FANTASMAGORIE
_____
À M. PAUL BOCAGE.
C’est, cher confrère, dans le but avoué de mettre de nouveau votre sagacité à l’épreuve, que je vous adresse le récit d’une aventure incroyable, fantastique, fabuleuse et cependant véridique ; aventure moitié gaie, moitié sinistre, qui vous fera rire ou pâlir, selon la disposition du moment, aventure, enfin, à faire croire à toutes les tables tournantes, parlantes et éternuantes.
Il y a deux mois environ, je m’en retournais chez moi, l’esprit et l’estomac légers, – afin de vous ôter la ressource de plaider l’ivresse, j’éprouve le besoin de vous avertir que le Champagne ou le punch ne joue pas le plus petit rôle dans l’histoire qui va suivre ; – je revenais, dis-je, entre onze heures et minuit, rêvant, je crois, à l’avenir du macadam et des redingotes longues, tout en regardant sur mon chemin les noms des boutiques (distraction que je vous recommande, à vous, qui faites des pièces), lorsque j’aperçus, de l’autre côté du trottoir un jeune homme de ma taille et de ma tournure, qui, sans affectation apparente, suivait invariablement ma route et semblait même régler son pas sur le mien. Je ne m’en inquiétai guère, et nous continuâmes à marcher, moi du côté des numéros pairs, lui des numéros impairs, en suivant tous deux une ligne identiquement parallèle. Au bout d’un certain temps, toutefois, cette persistance m’étonna.
« Si ce monsieur en veut à mon argent, dis-je, il fait bien du chemin pour peu de chose. »
Cette supposition, d’ailleurs, était toute gratuite ; ce jeune homme n’avait rien d’un coupeur de bourses, je lui trouvais même l’air assez comme il faut, ce qui, vous le verrez tout à l’heure, était de la fatuité de ma part.
Je voulus voir, cependant, jusqu’où irait sa constance ; je doublai le pas, il pressa le sien ; je m’arrêtai, il s’arrêta.
« Ce ne peut être qu’une plaisanterie ; en tout cas, elle est fatigante pour lui. »

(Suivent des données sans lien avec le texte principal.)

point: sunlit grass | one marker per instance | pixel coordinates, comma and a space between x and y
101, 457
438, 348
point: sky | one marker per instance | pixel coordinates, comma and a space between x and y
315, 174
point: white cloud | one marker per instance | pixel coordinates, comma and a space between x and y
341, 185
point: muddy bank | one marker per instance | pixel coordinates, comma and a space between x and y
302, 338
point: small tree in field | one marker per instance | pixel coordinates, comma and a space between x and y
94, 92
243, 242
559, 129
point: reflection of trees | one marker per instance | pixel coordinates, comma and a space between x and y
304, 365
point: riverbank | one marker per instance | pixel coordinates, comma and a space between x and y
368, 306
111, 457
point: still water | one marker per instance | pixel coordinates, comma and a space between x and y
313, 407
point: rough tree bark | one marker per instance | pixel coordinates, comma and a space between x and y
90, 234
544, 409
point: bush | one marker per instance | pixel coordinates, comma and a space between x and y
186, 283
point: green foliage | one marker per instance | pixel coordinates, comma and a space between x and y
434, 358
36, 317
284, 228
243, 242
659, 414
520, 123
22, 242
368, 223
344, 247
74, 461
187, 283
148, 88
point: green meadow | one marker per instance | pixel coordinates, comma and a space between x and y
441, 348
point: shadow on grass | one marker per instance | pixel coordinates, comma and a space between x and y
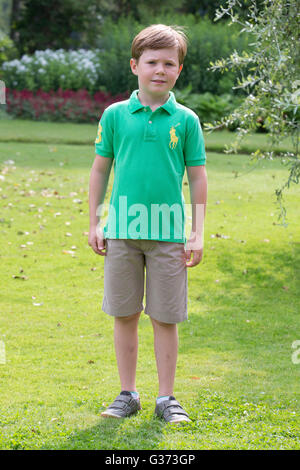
246, 323
134, 433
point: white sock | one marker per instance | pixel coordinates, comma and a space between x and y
163, 398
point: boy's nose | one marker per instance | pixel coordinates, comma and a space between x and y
160, 69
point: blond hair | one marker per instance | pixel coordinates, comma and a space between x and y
160, 36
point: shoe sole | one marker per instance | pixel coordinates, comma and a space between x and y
107, 414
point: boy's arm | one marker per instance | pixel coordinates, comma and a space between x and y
198, 192
98, 183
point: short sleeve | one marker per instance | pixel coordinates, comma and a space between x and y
194, 149
105, 135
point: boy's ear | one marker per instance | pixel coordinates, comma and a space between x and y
133, 65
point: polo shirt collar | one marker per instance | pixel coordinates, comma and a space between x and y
135, 104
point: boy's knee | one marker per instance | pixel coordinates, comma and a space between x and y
129, 318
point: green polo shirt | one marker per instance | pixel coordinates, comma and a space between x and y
150, 150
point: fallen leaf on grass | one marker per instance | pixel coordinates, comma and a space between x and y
16, 276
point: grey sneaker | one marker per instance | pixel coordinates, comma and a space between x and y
123, 406
171, 411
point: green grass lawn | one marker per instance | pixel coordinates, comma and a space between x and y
235, 375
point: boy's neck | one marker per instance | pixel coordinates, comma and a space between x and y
152, 102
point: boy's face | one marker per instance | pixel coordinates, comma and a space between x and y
157, 71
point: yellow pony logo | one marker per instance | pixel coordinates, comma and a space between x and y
99, 137
173, 137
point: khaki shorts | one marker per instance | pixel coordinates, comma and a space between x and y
166, 279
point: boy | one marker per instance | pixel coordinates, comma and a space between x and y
151, 139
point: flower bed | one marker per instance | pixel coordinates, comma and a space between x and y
60, 105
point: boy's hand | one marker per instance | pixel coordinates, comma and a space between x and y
97, 241
194, 247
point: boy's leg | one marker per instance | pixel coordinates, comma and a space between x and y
166, 347
126, 348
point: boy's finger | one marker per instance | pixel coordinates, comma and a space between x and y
101, 245
188, 255
197, 256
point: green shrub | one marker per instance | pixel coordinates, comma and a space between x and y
7, 49
207, 42
207, 106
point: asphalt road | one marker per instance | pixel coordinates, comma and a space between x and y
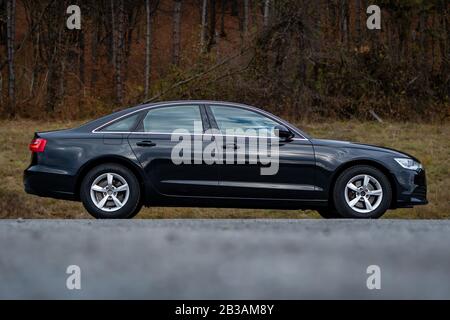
224, 259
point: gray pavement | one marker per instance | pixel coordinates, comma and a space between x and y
224, 259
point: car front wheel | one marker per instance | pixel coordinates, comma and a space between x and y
111, 191
362, 192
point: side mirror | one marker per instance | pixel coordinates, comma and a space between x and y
284, 133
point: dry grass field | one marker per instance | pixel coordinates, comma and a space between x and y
429, 142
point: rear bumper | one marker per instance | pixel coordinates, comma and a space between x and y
49, 182
411, 188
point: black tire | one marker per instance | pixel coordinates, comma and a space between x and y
329, 213
339, 193
132, 205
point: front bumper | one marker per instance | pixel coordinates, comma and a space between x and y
49, 182
411, 188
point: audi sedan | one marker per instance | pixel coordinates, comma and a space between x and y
210, 154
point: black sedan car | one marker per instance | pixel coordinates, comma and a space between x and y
120, 162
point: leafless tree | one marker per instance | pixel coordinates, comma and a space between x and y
11, 33
204, 25
176, 32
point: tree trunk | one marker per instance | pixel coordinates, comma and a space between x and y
81, 59
344, 22
245, 17
117, 48
11, 32
358, 22
204, 25
176, 32
212, 25
148, 48
222, 18
266, 17
94, 53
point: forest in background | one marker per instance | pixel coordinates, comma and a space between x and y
297, 58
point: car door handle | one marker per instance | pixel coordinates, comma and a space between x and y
146, 143
231, 145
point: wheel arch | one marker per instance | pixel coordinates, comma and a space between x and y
367, 162
135, 169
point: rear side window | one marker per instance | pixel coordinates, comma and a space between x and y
123, 125
169, 119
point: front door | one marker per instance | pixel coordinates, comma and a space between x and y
292, 180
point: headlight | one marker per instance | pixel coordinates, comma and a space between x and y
408, 163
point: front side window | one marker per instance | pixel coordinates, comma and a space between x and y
123, 125
169, 119
232, 119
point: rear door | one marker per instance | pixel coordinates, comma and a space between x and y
168, 143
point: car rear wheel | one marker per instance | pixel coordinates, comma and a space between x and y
111, 191
362, 192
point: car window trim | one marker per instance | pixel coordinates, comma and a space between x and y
212, 118
301, 136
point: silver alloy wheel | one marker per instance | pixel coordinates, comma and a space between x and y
110, 192
363, 193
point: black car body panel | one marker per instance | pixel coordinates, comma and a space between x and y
307, 167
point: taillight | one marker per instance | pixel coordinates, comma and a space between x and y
38, 145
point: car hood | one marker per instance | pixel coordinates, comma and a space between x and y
362, 146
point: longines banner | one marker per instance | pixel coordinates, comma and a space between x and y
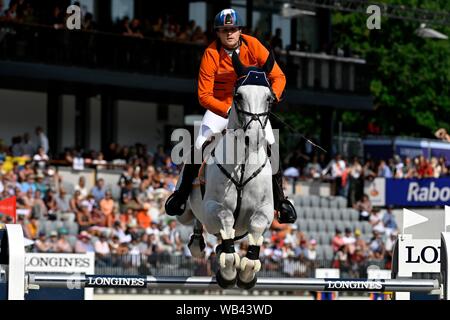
57, 262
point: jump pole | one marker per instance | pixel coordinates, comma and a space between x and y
13, 255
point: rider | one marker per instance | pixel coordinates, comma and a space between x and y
216, 82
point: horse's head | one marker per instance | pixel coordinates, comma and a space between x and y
253, 95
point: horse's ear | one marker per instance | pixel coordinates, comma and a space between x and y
270, 62
237, 65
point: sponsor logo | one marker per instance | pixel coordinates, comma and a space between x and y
428, 193
128, 282
61, 262
336, 285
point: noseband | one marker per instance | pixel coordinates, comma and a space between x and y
254, 78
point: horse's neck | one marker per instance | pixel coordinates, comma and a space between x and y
231, 152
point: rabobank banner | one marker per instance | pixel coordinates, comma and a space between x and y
418, 192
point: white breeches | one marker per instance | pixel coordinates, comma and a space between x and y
212, 124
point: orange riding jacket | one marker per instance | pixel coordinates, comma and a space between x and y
217, 78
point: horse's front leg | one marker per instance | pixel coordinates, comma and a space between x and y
220, 222
197, 242
250, 264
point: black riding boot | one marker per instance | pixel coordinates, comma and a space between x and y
176, 203
286, 211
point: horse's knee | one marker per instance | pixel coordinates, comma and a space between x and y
186, 218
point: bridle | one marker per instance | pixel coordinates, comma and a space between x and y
253, 117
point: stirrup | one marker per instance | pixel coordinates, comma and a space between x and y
176, 204
286, 212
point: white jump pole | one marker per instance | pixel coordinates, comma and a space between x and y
19, 282
282, 284
16, 262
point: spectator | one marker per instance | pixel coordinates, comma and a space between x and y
349, 240
28, 147
102, 250
364, 206
376, 221
52, 242
42, 140
84, 244
62, 201
376, 246
41, 244
31, 228
39, 209
337, 167
337, 241
384, 170
170, 238
389, 222
81, 187
84, 218
311, 253
118, 230
99, 191
41, 159
99, 162
107, 207
62, 244
313, 169
356, 183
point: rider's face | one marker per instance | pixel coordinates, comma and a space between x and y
229, 37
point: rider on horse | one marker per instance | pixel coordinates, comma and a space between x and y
216, 82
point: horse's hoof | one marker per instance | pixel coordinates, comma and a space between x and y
224, 283
246, 285
197, 246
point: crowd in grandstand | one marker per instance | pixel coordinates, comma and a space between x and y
133, 222
166, 28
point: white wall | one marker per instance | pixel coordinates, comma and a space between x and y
21, 111
95, 126
122, 8
138, 123
68, 122
197, 12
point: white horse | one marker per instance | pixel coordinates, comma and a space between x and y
238, 196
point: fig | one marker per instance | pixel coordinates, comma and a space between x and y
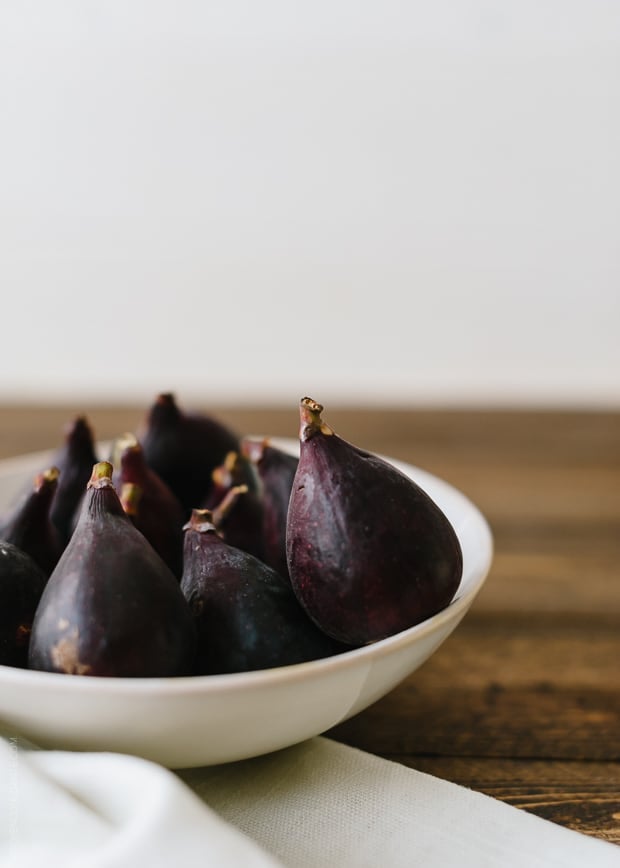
369, 552
184, 448
21, 584
149, 502
246, 615
111, 607
30, 527
276, 470
75, 460
242, 525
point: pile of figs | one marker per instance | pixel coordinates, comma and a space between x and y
192, 551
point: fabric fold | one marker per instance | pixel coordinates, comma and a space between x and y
316, 805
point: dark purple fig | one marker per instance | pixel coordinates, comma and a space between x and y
242, 526
111, 607
29, 526
246, 615
276, 471
185, 448
151, 505
21, 585
369, 552
75, 460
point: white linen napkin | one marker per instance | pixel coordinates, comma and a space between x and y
316, 805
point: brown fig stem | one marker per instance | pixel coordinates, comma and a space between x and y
222, 510
101, 476
310, 418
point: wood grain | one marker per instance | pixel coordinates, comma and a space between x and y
523, 701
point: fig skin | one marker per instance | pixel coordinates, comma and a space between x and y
247, 617
149, 502
369, 552
21, 584
75, 460
29, 526
184, 448
111, 607
276, 471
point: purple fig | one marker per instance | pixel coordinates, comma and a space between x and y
111, 607
151, 505
184, 448
242, 526
75, 460
276, 471
29, 526
21, 585
246, 615
369, 552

Je longeai la rue Richelieu, je passai le pont des Saints-Pères, je tournai le quai, non pas suivi, mais accompagné avec le même acharnement. J’avais envie de chercher querelle à cet obséquieux personnage ; je fus retenu par cette réflexion, qu’il serait très difficile de prouver quel était celui des deux qui suivait l’autre ; mais, prenant à mon tour le rôle d’agresseur, je me mis à examiner mon impassible compagnon avec une curiosité qui frisait l’impertinence.

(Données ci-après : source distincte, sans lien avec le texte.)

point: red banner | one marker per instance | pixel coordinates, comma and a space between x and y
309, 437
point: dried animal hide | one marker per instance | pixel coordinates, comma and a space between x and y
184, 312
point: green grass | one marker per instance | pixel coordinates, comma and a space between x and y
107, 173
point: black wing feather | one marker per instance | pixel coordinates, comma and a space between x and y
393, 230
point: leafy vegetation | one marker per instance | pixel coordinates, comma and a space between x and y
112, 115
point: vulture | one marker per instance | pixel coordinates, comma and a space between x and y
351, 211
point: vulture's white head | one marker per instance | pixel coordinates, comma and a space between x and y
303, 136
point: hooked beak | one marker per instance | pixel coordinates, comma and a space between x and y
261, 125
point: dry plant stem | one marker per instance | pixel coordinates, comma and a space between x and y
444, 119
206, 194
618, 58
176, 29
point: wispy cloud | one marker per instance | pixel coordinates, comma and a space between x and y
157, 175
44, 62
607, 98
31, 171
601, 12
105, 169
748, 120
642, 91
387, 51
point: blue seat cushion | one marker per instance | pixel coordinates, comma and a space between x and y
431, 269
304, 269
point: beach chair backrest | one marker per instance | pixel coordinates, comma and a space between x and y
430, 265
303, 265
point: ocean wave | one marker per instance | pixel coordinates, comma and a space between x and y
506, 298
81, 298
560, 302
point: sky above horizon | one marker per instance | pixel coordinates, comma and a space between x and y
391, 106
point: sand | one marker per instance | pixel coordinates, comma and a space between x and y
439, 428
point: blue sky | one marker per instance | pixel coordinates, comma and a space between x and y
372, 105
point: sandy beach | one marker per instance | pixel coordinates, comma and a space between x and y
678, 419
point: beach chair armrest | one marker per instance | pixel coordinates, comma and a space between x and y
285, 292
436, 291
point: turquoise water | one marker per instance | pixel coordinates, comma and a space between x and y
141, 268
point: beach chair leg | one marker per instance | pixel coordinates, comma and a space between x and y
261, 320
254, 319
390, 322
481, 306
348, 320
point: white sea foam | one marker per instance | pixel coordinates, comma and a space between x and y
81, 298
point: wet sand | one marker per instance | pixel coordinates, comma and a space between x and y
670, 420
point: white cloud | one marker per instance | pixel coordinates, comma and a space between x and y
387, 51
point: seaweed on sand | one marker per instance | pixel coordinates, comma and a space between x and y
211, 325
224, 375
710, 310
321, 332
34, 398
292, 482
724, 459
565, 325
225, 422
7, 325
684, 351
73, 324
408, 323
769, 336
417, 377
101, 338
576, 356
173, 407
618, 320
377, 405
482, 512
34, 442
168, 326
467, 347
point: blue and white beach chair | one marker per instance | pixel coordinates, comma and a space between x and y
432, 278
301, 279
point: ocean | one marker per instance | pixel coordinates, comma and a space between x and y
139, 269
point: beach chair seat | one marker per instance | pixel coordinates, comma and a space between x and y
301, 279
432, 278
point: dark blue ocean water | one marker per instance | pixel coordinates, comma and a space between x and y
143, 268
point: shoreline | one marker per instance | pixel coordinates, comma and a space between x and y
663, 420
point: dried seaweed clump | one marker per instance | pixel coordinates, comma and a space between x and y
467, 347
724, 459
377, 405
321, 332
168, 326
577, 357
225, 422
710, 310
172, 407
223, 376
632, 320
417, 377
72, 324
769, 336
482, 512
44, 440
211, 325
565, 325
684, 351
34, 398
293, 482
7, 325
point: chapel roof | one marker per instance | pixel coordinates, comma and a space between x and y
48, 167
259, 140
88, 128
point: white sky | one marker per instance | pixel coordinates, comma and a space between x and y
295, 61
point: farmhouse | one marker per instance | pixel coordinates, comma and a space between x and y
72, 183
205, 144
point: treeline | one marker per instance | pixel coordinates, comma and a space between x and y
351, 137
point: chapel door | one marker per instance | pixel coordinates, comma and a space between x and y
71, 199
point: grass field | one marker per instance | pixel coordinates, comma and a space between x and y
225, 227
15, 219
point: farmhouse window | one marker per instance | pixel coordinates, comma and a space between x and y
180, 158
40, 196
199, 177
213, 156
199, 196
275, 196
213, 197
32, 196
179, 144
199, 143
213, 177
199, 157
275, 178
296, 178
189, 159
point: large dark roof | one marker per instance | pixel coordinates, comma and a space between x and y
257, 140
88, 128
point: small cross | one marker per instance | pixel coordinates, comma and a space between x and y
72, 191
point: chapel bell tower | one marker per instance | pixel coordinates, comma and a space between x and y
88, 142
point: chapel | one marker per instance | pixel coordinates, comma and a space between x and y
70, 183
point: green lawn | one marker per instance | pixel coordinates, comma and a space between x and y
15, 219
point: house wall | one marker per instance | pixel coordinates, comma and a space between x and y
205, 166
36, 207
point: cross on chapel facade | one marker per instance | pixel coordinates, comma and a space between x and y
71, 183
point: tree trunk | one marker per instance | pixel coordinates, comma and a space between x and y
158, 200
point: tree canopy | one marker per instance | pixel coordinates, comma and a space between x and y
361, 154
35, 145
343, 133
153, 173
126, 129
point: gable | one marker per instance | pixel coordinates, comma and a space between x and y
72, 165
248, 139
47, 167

Il ne parut pas s’en préoccuper beaucoup ; mais moi, monsieur, que devins-je en reconnaissant sur lui des vêtements en tout semblables aux miens : même paletot bleu, même pantalon gris, même chapeau retroussé des bords. – C’était un plagiat complet. – Je me crus en pleines Pilules du Diable. À peine eus-je la force de me réciter ce fameux hémistiche de Jules Janin :
O imitatores, servum pecus !…
Heureusement, j’avais aperçu ma maison ; je me hâtai, je tirai de ma poche un passe-partout que mon portier, dont la confiance m’honore, ne livre qu’à moi seul, lorsque je vis mon sosie, qui en avait fait autant ouvrir tranquillement la porte de la rue, s’enfoncer dans le corridor sombre qui mène à l’escalier, et commencer à gravir les marches d’un pas égal et mesuré. Vous décrire la révolution qui s’opéra en moi est au-dessus de mes forces. Je me rejetai violemment en arrière en refermant vivement la porte bâtarde restée entrouverte, peu curieux de m’engager avec un pareil homme dans un escalier aussi mal éclairé que le mien. Enfin, après quelques minutes données à la plus franche poltronnerie, je m’élançai, résolu de tout savoir, dans la maison située en face la mienne. Je passai sans être remarqué et je dévorai cinq étages jusqu’à une petite lucarne qui donne sur la rue et d’où mon regard plongeait au fond de la chambre.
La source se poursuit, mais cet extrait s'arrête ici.